Мандельштам и Ахматова приходили в ярость, когда литературоведы приписывали в акмеисты кого им вздумается: Кузмина за "кларизм", Лозинского за дружбу с акмеистами, молодых людей, числивших себя учениками Гумилева, а таких было сколько угодно, потому что Гумилев по природе своей, видимо, оказался прирожденным учителем. Акмеистов только шесть, а среди них затесался один лишний. Первое место в своем рассказе я предоставлю "лишнему".

В двадцать первом году мы ехали с Мандельштамом в Тифлис в вагоне Центроэвака. Кроме вагона, предоставленного "начальству", к Тифлису полз целый теплушечный поезд, забитый работниками, которым пред

[37]

стояло расселить и трудоустроить армянских беженцев из Турции. В теплушках ехали обыкновенные работяги. Им, надеюсь, удалось что-то сделать для трагических армянских толп, а наш вагон внушал сомнения. В нем ехали начальник, художник Лопатинский из "Мира искусства", которому неизвестно почему поручили такую невероятно сложную работу, и кучка его друзей, получивших мандаты Центроэвака на командные должности. Лопатинский когда-то служил под началом Мандельштама в Комиссариате просвещения. Оба ничего не делали и боялись сердитой секретарши-большевички, возмущавшейся, что двое бездельников спасают почему-то церковный хор и совершенно не думают о классовом подходе. Хорошо, что они хоть не разоряли школу.

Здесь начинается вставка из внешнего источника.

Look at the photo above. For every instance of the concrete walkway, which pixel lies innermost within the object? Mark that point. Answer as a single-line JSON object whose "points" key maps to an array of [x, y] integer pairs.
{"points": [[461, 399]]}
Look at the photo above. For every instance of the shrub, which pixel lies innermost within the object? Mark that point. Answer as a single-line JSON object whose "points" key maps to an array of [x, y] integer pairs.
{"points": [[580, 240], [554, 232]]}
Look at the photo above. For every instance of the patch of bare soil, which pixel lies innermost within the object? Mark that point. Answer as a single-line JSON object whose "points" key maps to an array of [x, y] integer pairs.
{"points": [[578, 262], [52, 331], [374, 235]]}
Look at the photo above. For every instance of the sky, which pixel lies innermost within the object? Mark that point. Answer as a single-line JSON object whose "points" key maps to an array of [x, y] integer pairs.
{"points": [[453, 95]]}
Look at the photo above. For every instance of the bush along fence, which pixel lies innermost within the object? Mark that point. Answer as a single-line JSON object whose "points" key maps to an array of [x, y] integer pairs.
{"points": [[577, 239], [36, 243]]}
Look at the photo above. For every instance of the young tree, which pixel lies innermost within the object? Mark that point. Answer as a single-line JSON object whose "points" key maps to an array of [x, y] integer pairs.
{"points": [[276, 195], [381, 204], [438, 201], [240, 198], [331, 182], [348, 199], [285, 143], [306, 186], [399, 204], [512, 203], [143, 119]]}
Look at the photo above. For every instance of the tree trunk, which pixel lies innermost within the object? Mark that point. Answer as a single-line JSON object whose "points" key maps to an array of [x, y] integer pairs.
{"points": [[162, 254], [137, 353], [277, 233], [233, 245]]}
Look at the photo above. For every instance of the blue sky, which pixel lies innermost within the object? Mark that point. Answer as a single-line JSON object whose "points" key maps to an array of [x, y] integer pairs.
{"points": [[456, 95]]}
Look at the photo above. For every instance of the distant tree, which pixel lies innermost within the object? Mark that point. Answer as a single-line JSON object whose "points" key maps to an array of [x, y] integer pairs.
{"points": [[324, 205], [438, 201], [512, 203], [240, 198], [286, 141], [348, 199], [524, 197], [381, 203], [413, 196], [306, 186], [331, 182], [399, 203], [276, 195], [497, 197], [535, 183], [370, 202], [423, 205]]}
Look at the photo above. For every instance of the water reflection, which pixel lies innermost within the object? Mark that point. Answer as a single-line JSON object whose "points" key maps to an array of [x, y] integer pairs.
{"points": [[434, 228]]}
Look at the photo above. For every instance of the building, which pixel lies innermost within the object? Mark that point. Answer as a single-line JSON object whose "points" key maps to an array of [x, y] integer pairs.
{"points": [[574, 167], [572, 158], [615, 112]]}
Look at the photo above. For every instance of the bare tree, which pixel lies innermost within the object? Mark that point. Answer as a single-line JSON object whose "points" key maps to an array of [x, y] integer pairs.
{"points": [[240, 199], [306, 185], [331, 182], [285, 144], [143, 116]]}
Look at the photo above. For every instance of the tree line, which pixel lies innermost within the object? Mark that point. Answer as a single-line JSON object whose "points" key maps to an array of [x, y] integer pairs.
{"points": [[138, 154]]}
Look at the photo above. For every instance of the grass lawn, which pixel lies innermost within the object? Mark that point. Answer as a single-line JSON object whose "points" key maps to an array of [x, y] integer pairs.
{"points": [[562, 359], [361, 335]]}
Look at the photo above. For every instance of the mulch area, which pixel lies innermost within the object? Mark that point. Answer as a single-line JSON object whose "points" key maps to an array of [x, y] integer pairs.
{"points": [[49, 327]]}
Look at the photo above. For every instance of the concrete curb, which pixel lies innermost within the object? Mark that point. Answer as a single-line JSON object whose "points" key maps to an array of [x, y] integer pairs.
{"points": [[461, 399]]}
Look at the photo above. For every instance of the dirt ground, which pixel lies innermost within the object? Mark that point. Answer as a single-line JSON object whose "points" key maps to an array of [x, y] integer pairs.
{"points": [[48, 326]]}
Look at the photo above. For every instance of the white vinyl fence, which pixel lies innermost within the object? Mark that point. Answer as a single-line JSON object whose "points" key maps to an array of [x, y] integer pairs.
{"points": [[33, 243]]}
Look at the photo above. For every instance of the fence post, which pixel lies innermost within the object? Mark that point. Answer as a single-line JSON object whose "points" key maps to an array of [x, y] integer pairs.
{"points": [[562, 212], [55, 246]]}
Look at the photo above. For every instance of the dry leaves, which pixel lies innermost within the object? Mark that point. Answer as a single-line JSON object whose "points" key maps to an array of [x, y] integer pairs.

Из Киева мы выехали в надежде попасть в такой же поезд, но возглавляемый Раскольниковым и направляющийся в Афганистан. В Москве выяснилось, что на эту авантюру мы опоздали, и мать Ларисы Рейснер сказала, что Раскольников уперся и, несмотря на все настояния жены, ни за что не соглашался взять "поэтишку". Вместо Мандельштама он захватил Никулина. Сейчас я понимаю, что все к лучшему, но тогда огорчилась, а Мандельштам нисколько, хотя поездка была бы отдыхом от бедствий невероятных голодных лет. Он сказал, что судьба его хранит, чтобы он не путался в афганистанские интриги Раскольниковых, и принялся искать оказию на Кавказ. Случайно на улице он встретил Лопатинского, узнал про центроэваковскую экспедицию и привел его к нам. Мы жили у моего брата и кормились оладьями из муки, привезенной из Киева. Накормили и Лопатинского, славного человека, и тут же решили ехать с ним. До Ростова мы плелись в теплушечном поезде, а там Лопатинский взял нас в начальственный вагон, на котором висела надпись: "Для душевнобольных". Эта надпись спасала от напора толпы на всех промежуточных станциях. В теплушке мы кормились пайковым хлебом, за корку которого голодные крестьяне готовы были отдать что угодно - кусок мяса, курицу, сметану... Насельники вагона "для душевнобольных", включая нас, проедали авансы, получаемые из рук Лопатинского. Вся страна жила тогда авансами, отчитываясь за них расписками от име

[38]

ни извозчиков, которые открыто фабриковались на глазах у начальства.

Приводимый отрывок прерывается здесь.